Un responsable militaire américain a précisé que ces drones, qualifiés de "menace" dans le détroit d'Ormuz, ont été abattus dans la nuit du 27 au 28 mai. L'armée a aussi signalé des frappes sur une station de contrôle qui menaçait de lancer un cinquième drone. Selon ce responsable, ces actions visaient à maintenir la paix dans la région.
"Ces actions étaient mesurées, uniquement défensives et menées avec l'intention de maintenir le cessez-le-feu", a-t-il souligné.
Parallèlement, des explosions ont été rapportées près de Bandar Abbas, un point stratégique du détroit, où les forces iraniennes ont également ouvert le feu sur des navires tentant de traverser.
Ce climat de tension accentue les menaces en coulisse, alors que des négociations entre les États-Unis et l'Iran peinent à progresser. Le président américain Donald Trump a souligné que l'Iran doit cette fois-ci "conclure un accord" ou faire face à des conséquences sévères.
L'Iran "veut vraiment conclure un accord. Ils n'y sont pas encore. Nous ne sommes pas satisfaits mais nous finirons par l'être."
Sur le marché mondial, cette incertitude a conduit à une hausse des prix du pétrole, avec le baril de Brent atteignant 96,13 dollars. Les conséquences économiques de ces conflits pourraient être profondes, touchant l'ensemble du secteur énergétique mondial.

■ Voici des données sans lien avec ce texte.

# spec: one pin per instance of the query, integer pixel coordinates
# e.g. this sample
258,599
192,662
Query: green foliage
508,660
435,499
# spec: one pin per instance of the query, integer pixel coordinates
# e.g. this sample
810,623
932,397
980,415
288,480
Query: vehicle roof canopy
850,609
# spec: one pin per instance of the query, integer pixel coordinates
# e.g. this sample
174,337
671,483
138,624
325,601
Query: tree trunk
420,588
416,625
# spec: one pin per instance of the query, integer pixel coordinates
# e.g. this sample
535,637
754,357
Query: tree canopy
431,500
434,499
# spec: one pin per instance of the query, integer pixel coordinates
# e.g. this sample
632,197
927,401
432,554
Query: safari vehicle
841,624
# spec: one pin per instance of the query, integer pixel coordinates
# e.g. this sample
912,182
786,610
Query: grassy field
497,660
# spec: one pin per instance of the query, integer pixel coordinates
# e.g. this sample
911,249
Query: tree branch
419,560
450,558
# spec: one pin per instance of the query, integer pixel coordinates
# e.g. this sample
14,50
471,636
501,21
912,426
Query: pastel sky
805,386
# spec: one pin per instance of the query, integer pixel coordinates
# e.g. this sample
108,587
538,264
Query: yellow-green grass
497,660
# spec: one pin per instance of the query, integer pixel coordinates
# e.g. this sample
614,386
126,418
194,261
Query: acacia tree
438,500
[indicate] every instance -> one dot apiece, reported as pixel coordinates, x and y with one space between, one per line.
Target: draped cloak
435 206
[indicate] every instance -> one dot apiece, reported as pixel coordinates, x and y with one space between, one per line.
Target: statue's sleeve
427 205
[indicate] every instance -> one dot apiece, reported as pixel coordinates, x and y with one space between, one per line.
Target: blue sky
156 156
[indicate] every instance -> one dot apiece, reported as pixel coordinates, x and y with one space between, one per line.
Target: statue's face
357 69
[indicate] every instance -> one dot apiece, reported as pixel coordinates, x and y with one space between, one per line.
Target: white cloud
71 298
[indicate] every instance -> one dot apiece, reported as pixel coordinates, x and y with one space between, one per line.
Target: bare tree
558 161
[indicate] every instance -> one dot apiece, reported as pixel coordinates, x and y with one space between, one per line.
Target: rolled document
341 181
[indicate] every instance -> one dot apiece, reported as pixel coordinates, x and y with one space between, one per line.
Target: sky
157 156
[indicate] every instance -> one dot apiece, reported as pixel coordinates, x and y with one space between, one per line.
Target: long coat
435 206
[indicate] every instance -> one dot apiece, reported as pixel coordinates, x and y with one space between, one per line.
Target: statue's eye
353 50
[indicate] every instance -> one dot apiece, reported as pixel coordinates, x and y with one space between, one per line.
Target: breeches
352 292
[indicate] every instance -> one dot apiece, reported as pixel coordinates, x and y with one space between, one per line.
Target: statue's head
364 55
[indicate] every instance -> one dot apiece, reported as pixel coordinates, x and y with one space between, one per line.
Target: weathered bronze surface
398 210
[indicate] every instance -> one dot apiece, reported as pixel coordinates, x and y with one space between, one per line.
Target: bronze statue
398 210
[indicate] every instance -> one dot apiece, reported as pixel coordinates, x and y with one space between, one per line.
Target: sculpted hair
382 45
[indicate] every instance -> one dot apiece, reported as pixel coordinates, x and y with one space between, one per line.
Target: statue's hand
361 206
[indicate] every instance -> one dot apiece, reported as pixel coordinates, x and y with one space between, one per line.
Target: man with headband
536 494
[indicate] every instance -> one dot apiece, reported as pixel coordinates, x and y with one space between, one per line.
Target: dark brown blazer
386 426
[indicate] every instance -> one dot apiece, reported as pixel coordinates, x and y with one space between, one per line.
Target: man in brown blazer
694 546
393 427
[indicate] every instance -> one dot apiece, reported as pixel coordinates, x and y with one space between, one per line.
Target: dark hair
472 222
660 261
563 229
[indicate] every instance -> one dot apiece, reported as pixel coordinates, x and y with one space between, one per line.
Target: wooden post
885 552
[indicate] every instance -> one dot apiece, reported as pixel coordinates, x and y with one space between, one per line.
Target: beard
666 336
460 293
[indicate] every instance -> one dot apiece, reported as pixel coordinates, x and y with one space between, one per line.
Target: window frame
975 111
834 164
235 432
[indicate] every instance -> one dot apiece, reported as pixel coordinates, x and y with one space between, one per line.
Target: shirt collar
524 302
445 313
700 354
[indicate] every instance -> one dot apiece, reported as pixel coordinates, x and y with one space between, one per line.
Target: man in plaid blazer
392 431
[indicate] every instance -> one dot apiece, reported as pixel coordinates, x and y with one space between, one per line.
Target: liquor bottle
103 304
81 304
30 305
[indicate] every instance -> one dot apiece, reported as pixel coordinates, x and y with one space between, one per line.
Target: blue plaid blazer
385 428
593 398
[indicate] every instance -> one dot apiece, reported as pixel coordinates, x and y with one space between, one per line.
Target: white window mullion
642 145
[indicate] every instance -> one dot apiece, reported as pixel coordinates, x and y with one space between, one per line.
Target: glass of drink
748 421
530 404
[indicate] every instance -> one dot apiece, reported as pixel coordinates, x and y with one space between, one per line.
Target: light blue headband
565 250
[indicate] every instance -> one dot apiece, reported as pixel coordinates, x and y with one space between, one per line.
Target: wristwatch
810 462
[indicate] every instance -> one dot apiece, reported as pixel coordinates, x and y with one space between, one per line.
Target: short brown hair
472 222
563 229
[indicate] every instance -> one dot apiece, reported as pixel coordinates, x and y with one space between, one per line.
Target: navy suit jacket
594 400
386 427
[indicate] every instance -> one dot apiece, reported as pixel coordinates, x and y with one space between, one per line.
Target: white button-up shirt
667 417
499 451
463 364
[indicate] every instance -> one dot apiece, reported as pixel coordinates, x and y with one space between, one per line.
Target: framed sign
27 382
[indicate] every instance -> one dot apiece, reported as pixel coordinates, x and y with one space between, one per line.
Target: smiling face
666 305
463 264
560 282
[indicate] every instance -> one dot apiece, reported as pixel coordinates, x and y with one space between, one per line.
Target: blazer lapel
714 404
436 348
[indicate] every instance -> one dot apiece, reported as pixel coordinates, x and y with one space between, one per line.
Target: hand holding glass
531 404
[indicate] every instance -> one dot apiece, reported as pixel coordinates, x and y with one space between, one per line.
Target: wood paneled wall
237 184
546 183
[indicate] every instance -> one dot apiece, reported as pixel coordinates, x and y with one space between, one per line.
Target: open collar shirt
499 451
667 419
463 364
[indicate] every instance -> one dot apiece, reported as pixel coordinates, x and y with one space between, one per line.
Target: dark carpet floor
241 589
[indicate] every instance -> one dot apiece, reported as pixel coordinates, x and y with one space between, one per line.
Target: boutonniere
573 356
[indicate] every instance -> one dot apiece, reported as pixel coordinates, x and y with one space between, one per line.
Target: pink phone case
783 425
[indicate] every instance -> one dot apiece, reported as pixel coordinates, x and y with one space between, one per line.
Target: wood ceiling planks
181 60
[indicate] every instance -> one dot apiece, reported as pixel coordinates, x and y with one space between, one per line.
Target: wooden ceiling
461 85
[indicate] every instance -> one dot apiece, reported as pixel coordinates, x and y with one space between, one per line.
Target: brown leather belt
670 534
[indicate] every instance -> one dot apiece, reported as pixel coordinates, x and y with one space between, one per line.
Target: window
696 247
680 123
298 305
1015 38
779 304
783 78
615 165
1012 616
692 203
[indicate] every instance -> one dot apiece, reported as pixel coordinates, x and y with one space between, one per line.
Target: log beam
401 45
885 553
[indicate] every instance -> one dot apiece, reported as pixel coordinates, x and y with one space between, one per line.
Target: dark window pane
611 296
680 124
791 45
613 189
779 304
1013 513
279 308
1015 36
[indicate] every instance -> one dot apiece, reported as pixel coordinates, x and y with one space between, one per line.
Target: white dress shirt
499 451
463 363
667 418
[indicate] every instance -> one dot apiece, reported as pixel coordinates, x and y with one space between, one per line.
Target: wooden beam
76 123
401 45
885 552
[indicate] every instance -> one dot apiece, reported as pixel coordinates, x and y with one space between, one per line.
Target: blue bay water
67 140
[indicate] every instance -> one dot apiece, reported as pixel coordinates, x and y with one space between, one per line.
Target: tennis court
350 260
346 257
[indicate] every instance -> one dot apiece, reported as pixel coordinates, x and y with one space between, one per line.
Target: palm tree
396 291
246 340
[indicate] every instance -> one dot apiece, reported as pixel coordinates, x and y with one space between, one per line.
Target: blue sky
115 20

Dans le même temps, l'Iran commence enfin à retrouver l'accès à Internet après plusieurs mois de brutalité, mais les réalités du quotidien demeurent sombres. Les restrictions sévères continuent d'affecter la population. Un de ses citoyens, Bahareh, témoigne du désespoir ambiant : "On se demande tous les jours : 'Y aura-t-il des frappes de missiles ce soir?'" Ainsi, alors que les pourparlers se poursuivent, la tension dans la région reste palpable, rappelant à tous les belligérants que la paix demeure une tâche difficile à atteindre.